French opposition held the second round of voting for a candidate to meet with Nicolas Sarkozy in the presidential election of 2012
French socialists and supporters of the party elected its candidate for president next year, which should be a clash with the besieged Tory MP Nicolas Sarkozy.
The main opposition party is required to run an election to choose its standard-bearer, like many French people worry about the high level of debt, spending cuts in education, a low economic growth and persistent unemployment.
The contest is between the party leader, Martine Aubry, and his predecessor, Francois Hollande. Aubry is best known for introducing legislation that created the French 35-hour week at the end of 1990, while the Netherlands is considered a moderate party that promotes greater integration with Europe.
Aubry and Holland were selected last week to six candidates in the first phase of an unprecedented election primary where more than 2 million cast.
The main American style, the first of its kind in France, was designed in part to help overcome years of socialist dissent in its ranks. It is open to voters beyond the party, although certain conditions.
earlier this year, most polls have shown that the best hope of overthrowing the socialist Sarkozy, Dominique Strauss-Kahn, who led the IMF until he was arrested in the U.S. States in May accused of sexually assaulting a clean New York hotel. Prosecutors later dropped the case, but the reputation of Mr. Strauss-Kahn and his presidential ambitions were severely damaged.

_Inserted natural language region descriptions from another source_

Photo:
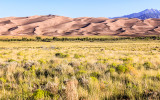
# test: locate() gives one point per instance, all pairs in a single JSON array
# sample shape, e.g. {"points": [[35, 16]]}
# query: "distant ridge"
{"points": [[146, 14]]}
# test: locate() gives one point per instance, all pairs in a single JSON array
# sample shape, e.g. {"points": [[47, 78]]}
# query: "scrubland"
{"points": [[80, 70]]}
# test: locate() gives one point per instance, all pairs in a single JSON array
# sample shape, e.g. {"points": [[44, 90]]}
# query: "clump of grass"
{"points": [[61, 55]]}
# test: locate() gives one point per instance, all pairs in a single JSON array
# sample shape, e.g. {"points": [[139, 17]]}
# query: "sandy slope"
{"points": [[62, 26]]}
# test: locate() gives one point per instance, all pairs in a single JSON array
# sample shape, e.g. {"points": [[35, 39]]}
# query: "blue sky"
{"points": [[75, 8]]}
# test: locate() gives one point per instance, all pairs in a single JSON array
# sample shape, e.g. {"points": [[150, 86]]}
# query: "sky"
{"points": [[75, 8]]}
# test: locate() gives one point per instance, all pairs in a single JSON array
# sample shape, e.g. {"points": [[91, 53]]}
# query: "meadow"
{"points": [[78, 70]]}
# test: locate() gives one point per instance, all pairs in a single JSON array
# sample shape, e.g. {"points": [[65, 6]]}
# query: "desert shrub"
{"points": [[95, 74], [126, 59], [121, 69], [20, 54], [41, 94], [81, 72], [78, 56], [42, 61], [158, 76], [2, 80], [61, 55], [11, 60], [147, 65], [111, 70]]}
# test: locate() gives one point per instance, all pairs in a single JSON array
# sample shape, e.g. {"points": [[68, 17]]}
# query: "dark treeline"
{"points": [[91, 39]]}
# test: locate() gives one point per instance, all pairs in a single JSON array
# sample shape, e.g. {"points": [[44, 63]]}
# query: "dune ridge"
{"points": [[52, 25]]}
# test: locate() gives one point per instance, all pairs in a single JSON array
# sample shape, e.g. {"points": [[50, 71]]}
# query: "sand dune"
{"points": [[62, 26]]}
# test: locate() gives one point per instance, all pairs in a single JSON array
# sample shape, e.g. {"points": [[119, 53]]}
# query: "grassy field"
{"points": [[80, 70]]}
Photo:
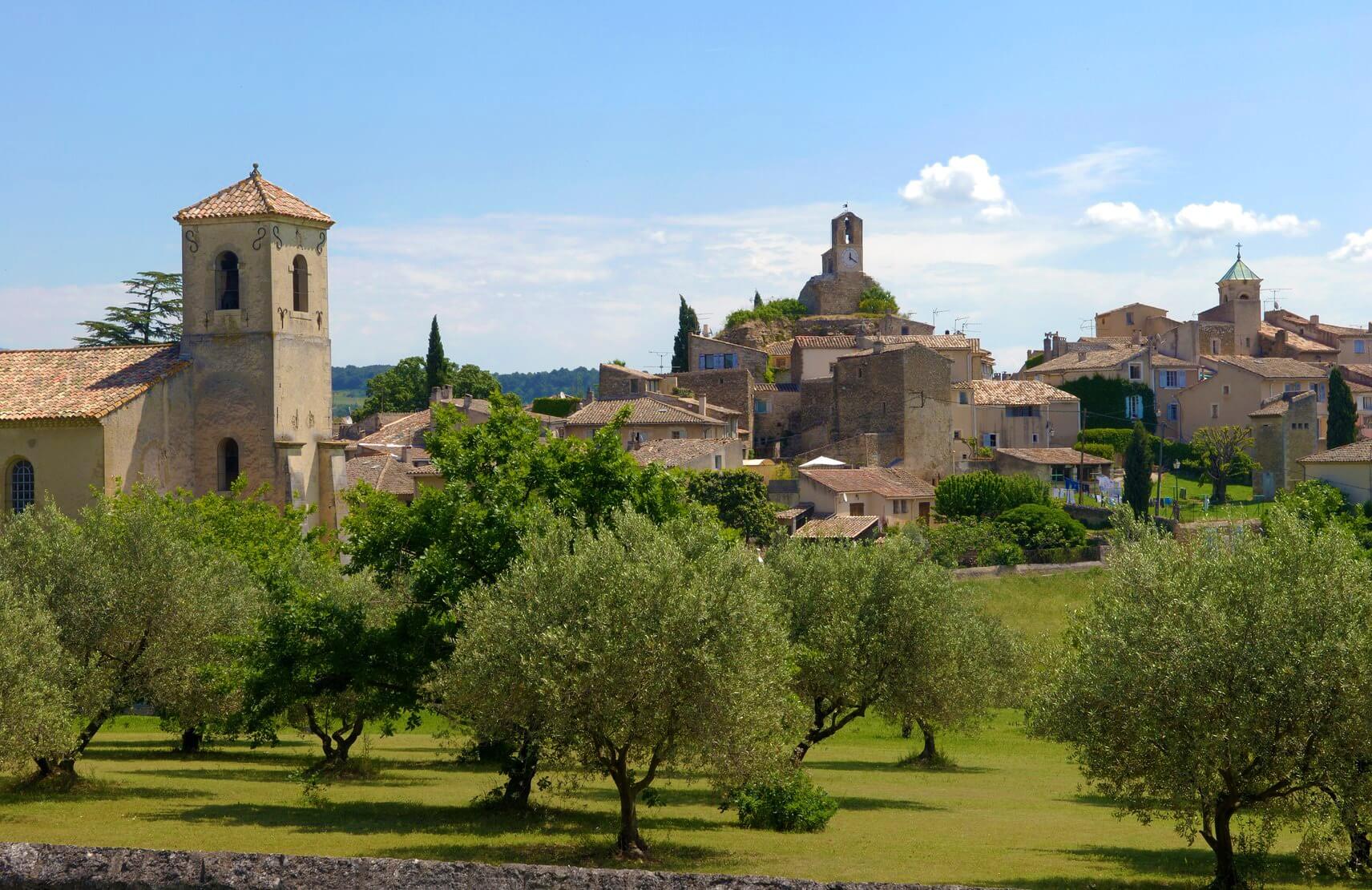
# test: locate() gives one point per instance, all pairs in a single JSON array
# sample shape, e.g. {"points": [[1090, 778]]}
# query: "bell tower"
{"points": [[844, 252], [256, 329]]}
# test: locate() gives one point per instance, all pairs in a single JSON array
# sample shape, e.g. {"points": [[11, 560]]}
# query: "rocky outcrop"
{"points": [[71, 867]]}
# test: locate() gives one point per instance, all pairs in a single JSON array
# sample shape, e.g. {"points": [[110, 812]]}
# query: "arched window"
{"points": [[228, 463], [301, 283], [227, 281], [21, 485]]}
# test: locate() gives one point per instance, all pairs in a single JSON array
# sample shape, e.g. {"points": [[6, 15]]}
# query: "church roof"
{"points": [[71, 383], [252, 196], [1239, 273]]}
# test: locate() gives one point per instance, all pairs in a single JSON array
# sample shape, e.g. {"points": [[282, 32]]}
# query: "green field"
{"points": [[1011, 812]]}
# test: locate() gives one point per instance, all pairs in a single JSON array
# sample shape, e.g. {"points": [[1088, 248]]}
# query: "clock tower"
{"points": [[844, 252]]}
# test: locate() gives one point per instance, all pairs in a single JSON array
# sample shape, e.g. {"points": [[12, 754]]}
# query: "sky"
{"points": [[547, 179]]}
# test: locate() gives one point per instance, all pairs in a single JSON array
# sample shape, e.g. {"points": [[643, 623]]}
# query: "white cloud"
{"points": [[1356, 248], [1196, 220], [1102, 169], [1227, 216], [1127, 216], [965, 179]]}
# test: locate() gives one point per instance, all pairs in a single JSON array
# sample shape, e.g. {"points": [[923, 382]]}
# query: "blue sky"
{"points": [[547, 179]]}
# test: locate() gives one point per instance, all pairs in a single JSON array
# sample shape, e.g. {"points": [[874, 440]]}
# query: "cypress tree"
{"points": [[1138, 470], [435, 366], [1343, 414], [686, 325]]}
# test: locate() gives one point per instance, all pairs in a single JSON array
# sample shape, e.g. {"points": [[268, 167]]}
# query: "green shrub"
{"points": [[1035, 526], [788, 803], [1002, 554], [986, 495], [555, 406]]}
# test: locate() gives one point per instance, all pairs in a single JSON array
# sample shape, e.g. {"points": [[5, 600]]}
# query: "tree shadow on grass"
{"points": [[271, 774], [1171, 868], [847, 765], [586, 852]]}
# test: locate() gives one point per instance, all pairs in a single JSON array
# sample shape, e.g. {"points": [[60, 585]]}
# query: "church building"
{"points": [[246, 392]]}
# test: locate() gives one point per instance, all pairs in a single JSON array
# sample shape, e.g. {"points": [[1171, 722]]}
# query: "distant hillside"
{"points": [[527, 385]]}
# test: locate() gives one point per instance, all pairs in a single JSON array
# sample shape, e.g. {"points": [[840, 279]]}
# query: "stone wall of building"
{"points": [[69, 867]]}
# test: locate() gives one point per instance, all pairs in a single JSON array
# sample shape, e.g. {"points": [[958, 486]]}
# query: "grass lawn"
{"points": [[1013, 811], [1241, 500]]}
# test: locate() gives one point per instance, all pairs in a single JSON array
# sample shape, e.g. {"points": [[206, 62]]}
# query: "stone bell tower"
{"points": [[256, 329]]}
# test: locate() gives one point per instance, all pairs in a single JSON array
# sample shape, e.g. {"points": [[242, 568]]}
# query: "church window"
{"points": [[227, 281], [228, 463], [21, 485], [301, 283]]}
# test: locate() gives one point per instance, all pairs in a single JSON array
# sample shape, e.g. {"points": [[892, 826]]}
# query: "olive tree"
{"points": [[1217, 676], [627, 649], [140, 605], [34, 683], [882, 628]]}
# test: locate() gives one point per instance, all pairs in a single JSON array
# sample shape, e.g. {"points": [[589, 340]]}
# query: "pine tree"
{"points": [[435, 366], [152, 316], [686, 325], [1138, 481], [1343, 414]]}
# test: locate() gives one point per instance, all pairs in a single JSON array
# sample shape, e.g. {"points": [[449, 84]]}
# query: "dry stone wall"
{"points": [[69, 867]]}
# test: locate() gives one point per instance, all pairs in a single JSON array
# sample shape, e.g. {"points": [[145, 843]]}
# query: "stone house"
{"points": [[649, 418], [1349, 468], [892, 496], [900, 394], [1013, 414], [1285, 431], [1051, 464], [1238, 385], [246, 392], [693, 454], [1128, 320], [1353, 345]]}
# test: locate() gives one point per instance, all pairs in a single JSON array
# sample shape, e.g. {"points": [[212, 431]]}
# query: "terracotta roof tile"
{"points": [[878, 479], [1013, 392], [1054, 456], [836, 528], [1271, 367], [1353, 452], [252, 196], [678, 452], [52, 383], [644, 411]]}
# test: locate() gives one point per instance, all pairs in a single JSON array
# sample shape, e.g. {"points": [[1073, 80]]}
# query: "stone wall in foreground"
{"points": [[71, 867]]}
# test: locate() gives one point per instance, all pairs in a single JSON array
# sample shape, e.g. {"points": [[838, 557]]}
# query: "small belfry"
{"points": [[257, 334]]}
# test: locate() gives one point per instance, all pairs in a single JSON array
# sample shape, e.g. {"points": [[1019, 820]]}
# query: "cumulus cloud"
{"points": [[1127, 216], [965, 179], [1196, 220], [1356, 248], [1227, 216], [1102, 169]]}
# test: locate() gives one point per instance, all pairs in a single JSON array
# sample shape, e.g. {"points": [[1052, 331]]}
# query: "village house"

Holland, who took first place in the first round, has received expressions of support of the four candidates who lost last Sunday, a tacit sign that a Socialist victory in the presidential election is its highest priority.
recent surveys suggest that either this spring or Holland Aubry could beat Sarkozy, whose popularity ratings have remained around 30% for months. But the president is a strong advocate and feels an inclination to the right in the French electorate.Holland, 57, voted in the central region of Correze, where the head of the regional government that represents the National Assembly, lower house of parliament. Aubry, 61, voted in the northern city of Lille, where he is mayor.
Both Aubry and Holland
cut that debt is a priority, but they stuck to the line of the Socialist Party on issues such as protection of citizens against the vagaries of financial markets and increased tax the rich.
the party's candidate will face questions about how to keep France competitive at a time when slow growth in government expenditure has been contained, while emerging economies like China , India and Brazil are booming.